Using future anti-fraud tech tools wisely

Fraudsters wield technology like weapons to commit their crimes. Fraud examiners must match and supersede their foes with advanced high-tech tools. Here are the results of a recent ACFE survey that show how anti-fraud professionals are using technology and their plans for the future.

The army lieutenant general peers through his binoculars to view the opposing regiment three miles away. His 1,500 soldiers are prepared with the latest weapons and fighting vehicles. But his intelligence unit hasn’t yet been able to report on the enemy’s strength. And he has no idea when his opponents will attack. He thinks he’s ready, but who knows?

This is how many organizations often feel about their technological preparations to fight fraud perpetrators and deter them before they get anywhere near the front line.

As criminals find new ways to exploit technology to commit their schemes and target new potential victims, anti-fraud professionals must ensure they’re adopting effective technologies to navigate evolving threat battlegrounds.

But which technologies are most effective in helping organizations manage their fraud risk? Which tools provide benefits that outweigh the costs? How are organizations successfully harnessing the power of technology as part of their anti-fraud programs?

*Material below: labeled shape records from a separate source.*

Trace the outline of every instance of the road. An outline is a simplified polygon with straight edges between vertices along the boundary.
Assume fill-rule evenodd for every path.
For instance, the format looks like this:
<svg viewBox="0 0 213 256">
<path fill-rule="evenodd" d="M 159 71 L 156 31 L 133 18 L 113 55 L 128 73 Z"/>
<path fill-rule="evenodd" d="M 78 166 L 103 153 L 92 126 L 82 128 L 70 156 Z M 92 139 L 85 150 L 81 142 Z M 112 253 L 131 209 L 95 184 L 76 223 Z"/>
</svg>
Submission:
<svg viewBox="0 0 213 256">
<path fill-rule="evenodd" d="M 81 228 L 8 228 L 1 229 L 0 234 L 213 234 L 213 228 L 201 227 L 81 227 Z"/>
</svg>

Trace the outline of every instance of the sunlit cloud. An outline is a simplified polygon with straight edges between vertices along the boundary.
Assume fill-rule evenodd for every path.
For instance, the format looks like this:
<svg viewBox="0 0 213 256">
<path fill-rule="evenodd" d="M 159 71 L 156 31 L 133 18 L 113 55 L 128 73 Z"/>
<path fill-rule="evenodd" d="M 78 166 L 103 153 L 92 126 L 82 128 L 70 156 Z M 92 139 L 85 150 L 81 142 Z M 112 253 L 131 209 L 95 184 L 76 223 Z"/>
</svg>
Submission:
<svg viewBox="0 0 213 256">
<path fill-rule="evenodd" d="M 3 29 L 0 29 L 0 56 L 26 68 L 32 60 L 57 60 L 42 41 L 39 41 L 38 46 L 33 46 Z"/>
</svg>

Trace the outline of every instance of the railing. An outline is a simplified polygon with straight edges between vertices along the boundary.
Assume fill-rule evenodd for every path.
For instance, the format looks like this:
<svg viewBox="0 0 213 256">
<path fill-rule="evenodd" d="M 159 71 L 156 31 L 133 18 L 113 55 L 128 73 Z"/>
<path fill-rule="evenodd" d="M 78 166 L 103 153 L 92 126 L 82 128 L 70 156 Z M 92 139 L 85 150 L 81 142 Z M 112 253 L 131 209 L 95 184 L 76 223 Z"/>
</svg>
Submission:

We know the answers to those and other questions can be crucial in gaining management buy-in and successfully implementing new anti-fraud technologies.

Consequently, the ACFE, in conjunction with SAS, conducted the Anti-Fraud Technology Benchmarking Report to help organizations understand the anti-fraud technologies their peers are using and to assist in guiding adoption of new tech tools.

See the detailed report at ACFE.com/techreport. ACFE members can view it at no cost. Non-members can purchase the report.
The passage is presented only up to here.